The news is magnificent with its ability to twist the story. CNN began by calling it a "Peaceful Serbian Demonstration" to by the end claiming it was "Anti-American Protests" after showing the same five minutes of footage for three hours. We sat in awe in my apartment, flipping from the live, fairly calm Serbian footage to the CNN replays of the fire in the US Embassy. Moreover, a few days ago, BBC recorded Serbian President Boris Tadic as saying "Serbia will protect Kosovo's boundaries with any method necessary." When I looked up the speech, I realized that they cut it off before he could say ".... except war." That is some selective editing for you.

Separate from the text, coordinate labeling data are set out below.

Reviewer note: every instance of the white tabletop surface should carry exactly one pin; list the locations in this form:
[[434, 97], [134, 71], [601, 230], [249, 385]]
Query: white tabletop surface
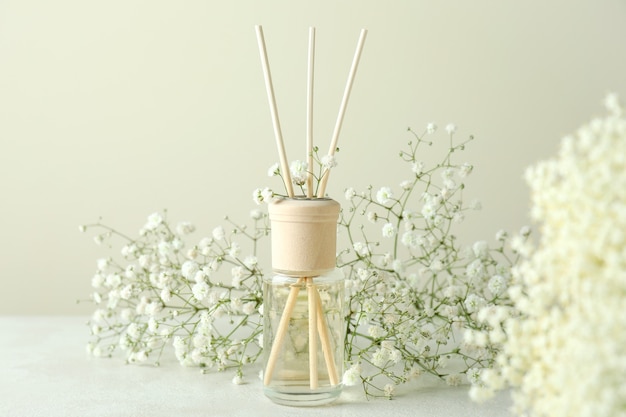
[[45, 371]]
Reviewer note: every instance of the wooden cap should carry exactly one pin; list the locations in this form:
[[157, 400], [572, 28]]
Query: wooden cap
[[304, 235]]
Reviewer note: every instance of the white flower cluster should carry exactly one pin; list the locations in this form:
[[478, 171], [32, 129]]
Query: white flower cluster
[[163, 292], [564, 346], [411, 287], [299, 171]]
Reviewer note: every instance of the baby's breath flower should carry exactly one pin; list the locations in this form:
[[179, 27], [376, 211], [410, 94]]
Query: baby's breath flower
[[389, 230], [154, 221], [384, 196], [350, 194], [412, 289], [329, 161], [273, 170]]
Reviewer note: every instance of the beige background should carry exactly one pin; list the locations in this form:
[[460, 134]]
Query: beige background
[[122, 108]]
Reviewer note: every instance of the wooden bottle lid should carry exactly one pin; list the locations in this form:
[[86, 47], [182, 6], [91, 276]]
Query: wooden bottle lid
[[304, 235]]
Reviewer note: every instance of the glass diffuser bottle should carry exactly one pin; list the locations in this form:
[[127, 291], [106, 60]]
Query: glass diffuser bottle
[[303, 304]]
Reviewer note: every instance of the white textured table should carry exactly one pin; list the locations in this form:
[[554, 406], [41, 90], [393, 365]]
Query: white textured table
[[45, 371]]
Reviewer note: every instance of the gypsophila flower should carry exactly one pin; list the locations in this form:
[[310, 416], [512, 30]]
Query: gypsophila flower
[[417, 167], [409, 292], [349, 194], [273, 170], [561, 345], [329, 161], [154, 221], [299, 172], [352, 376], [389, 230], [384, 196]]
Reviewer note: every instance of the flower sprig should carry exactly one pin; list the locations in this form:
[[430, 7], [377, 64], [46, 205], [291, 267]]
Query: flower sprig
[[412, 288], [562, 348], [299, 172]]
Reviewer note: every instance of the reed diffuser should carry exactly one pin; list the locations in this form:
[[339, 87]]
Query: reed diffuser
[[304, 299]]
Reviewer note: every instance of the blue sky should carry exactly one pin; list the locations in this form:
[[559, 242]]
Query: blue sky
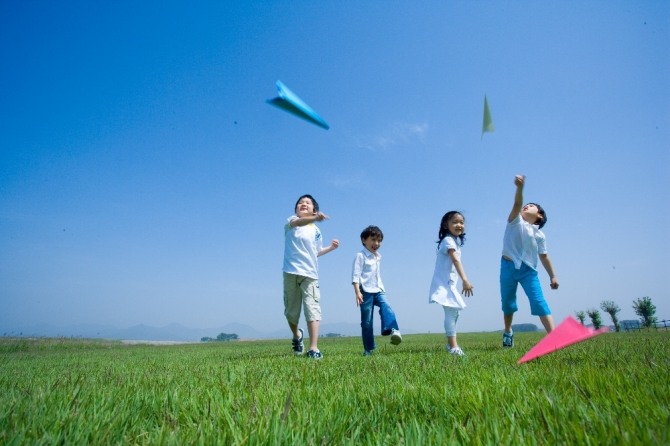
[[144, 180]]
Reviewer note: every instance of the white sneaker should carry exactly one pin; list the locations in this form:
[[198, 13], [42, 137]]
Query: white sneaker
[[396, 337], [456, 351]]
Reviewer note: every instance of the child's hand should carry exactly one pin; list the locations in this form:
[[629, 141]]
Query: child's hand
[[467, 288]]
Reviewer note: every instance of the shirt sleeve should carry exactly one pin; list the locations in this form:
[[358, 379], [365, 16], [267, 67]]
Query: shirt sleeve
[[357, 268], [446, 244], [541, 242]]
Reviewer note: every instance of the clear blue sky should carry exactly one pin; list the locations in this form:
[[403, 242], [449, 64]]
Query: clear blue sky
[[144, 180]]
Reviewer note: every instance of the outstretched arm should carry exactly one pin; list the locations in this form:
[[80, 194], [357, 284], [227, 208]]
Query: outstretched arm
[[333, 245], [302, 221], [546, 262], [456, 260], [518, 197]]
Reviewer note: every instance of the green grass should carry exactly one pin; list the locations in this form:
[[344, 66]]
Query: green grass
[[612, 389]]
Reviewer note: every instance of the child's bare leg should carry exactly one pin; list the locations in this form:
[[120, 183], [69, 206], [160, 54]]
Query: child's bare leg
[[313, 329], [508, 322], [451, 340], [548, 322]]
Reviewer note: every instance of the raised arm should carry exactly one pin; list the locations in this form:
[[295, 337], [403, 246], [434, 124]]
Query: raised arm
[[546, 262], [518, 197]]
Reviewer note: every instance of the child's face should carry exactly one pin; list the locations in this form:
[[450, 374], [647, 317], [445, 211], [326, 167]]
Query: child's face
[[456, 225], [373, 243], [304, 208], [531, 214]]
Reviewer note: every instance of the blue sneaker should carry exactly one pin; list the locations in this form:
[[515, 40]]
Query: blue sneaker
[[508, 339], [298, 346]]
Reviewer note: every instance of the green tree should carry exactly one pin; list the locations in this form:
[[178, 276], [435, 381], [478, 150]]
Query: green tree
[[612, 309], [646, 310], [596, 321], [227, 337]]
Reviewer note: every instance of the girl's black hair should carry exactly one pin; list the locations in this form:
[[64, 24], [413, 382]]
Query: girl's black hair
[[541, 211], [372, 231], [316, 205], [444, 231]]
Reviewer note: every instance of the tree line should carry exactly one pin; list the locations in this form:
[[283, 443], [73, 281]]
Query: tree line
[[221, 337], [643, 307]]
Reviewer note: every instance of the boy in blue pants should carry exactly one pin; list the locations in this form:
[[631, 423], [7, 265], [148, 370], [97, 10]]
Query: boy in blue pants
[[369, 290], [523, 244]]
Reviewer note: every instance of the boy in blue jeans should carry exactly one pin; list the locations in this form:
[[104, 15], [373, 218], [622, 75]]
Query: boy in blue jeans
[[523, 244], [369, 290]]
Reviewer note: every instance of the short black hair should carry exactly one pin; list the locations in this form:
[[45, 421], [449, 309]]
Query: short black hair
[[541, 211], [316, 205], [372, 231]]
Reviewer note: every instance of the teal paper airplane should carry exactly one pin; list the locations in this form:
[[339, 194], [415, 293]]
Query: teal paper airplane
[[288, 101]]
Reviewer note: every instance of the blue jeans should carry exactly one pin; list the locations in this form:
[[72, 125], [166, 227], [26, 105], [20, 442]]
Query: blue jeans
[[510, 278], [389, 323]]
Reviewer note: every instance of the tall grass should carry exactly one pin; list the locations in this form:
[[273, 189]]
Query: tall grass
[[612, 389]]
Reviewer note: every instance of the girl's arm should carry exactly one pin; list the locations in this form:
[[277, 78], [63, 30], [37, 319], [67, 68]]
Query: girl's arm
[[456, 260], [518, 198], [546, 262], [333, 245]]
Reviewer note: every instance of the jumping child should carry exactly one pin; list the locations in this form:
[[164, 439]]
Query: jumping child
[[369, 290], [523, 244]]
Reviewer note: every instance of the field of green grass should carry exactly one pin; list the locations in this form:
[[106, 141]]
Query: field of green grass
[[612, 389]]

As far as my safety, I have not had any negative encounters on the streets (and it is very apparent that I am NOT Serbian). The US Embassy has yet to evacuate anyone, and I am headed with a coworker to Bulgaria to enjoy my extended weekend and get away from some of the craziness. Perhaps I should start a movement of all of my friends to some little-known piece of paradise, rise to the democratic majority, and then declare independence... it could be my own little way of becoming president.

Tuesday, February 19, 2008

Skiing in the Alps

It occurred to me while on my February break that I have now accomplished a life long dream.... skiing in the Alps. Jamie, Ethan and I headed to Italy and Switzerland to meet up with Bryan (a friend of mine from Seattle who is living in France right now). It was the trip of a lifetime!
We realized that for three people, it would actually be economical to rent a car and have a little freedom on a big road trip. As this was my first time renting a car, it made me feel OLD. It was a 12 hour drive to our condo, and the journey was half the fun. On the way to Cervinia, we stayed at an old prison that has been converted into a hotel. It is in a super funky/artsy neighborhood in Ljubljana. Our cell was complete with bars over the door.
After our jailbreak, it was Cervinia or bust! Driving into the Alps, we finally got a view of the Matterhorn (the biggest reason we decided to ski at Cervinia and Zermatt) which got bigger and bigger as we neared the mountain. As it turns out, our apartment for the week was set at the BASE of the Matterhorn, and the entire ski area had fantastic views of the mountain. I would hate to count the number of times I looked at the Matterhorn and was blown away by how impressive it is.

Our six days of skiing were fantastic. The weather was beautiful and we all had a great time... believe it or not, six days didn't seem like enough skiing. We even enjoyed "apres ski" a few days, complete with a live band and some great dancing.
Although we were sad to leave the mountains, we had more adventure awaiting us on the way home (not to mention my legs were shot from all of the skiing). To break up our drive home, we planned a night in Venice. While Venice has never been on my list of cities to visit, it was incredible. Driving into the city, Jamie and I were trying to navigate while Ethan drove to our hotel. Finally, Ethan made the comment, "maybe we can't drive to our hotel." Sure enough, we had to take a boat! The canals were fantastic, there really were gondolas, and we travelled everywhere around Venice by boat. What a strange, but interesting city.

We arrived back in Belgrade to find all sorts of excitement over the split off of Kosovo (more on that later). The trip was the trip of a lifetime, and I am ready to ski again before the end of the year!